Congress to unite on health policy

Competing for scarce human resources, companies are increasingly taking on the responsibilities for the health and wellness of their employees.

For a long time health policy decisions have been solely as a matter for governments and the health sector but that is changing. Improving the health of people through the workplace also reduces the burden of health on the hospital system.

These are the key issues to be discussed at the upcoming the Institute of Health & Productivity Management (IHPM) 2nd Annual Australian Congress to be held in Sydney next month.

The theme of the Congress is ‘Demonstrating the Business Value of Good Health’ and has a strong focus on how to improve the asset value of the workforce’s health as a competitive strategy.

“The workplace is one of the most important opportunities to significantly improve the health of employees,” said Professor Rob Moodie, Chair of the Government’s National Health Preventative Taskforce and keynote speaker at the Congress.

There is a growing awareness amongst corporate and government employers that the workplace is a key component of the primary care model for the early detection and prevention of chronic diseases such as diabetes, obesity and mental illness.

The Congress will also feature for the first time a series of key case studies addressing work life strategies. Dr Catherine Hamilton, Medical Advisor for BP Australasia will share lessons learned over many years about the key principles for health programs effectiveness in workplace environments.
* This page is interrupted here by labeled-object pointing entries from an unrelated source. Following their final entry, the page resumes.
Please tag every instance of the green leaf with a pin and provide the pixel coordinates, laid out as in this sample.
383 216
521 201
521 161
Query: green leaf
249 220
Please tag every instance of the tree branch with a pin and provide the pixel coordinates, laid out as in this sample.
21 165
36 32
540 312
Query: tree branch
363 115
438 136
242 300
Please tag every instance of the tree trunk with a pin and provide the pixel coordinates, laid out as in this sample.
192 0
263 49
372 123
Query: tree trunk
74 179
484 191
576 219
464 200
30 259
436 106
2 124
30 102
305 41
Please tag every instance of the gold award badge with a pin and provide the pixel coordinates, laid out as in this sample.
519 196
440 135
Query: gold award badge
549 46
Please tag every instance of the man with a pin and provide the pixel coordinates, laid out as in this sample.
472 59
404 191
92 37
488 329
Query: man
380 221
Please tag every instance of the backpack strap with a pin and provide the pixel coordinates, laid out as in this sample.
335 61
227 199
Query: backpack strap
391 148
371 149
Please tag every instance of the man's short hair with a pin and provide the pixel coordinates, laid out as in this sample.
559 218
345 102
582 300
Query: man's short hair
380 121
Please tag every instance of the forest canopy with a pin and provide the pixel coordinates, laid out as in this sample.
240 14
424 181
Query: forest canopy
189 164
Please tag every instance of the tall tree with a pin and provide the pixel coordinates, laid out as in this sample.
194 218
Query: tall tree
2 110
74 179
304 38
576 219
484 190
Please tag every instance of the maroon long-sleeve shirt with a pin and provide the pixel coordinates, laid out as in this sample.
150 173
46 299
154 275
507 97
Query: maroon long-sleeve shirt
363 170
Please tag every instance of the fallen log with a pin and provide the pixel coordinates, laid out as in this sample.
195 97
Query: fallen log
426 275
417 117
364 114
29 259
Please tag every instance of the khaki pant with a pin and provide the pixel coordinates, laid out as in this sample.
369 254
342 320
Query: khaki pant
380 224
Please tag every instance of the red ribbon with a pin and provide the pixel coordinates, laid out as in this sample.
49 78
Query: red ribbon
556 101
Plus a panel of blue chip companies including IBM, Unisys, NAB, GSK and VISY will form a unique panel of industry expertise to detail the challenges they have faced in corporate wellness strategies.

In a first for Australia the Deans of Medical Science from the Universities of New South Wales and Queensland will sit alongside the Executive Vice president of the University of Virginia (USA) and debate with the audience a) whether we spend half our medical dollars in the last six months of life; b) whether Australia will ration medical care; c) if preventative care saves money; d) whether we will need fewer physicians as medical science advances and e) if consumers can make the best decisions about their own health care.

The Australian Health & Productivity Management Congress will be held at the Sofitel Wentworth hotel in Sydney from 11-12 August 2008 and is expected to attract 200 Senior Decision Makers and HR Directors. It is being organised by Interpoint Events on behalf of the Institute of Health & Productivity Management (USA) and the Health & Productivity Industry Association of Australia (HAPIA).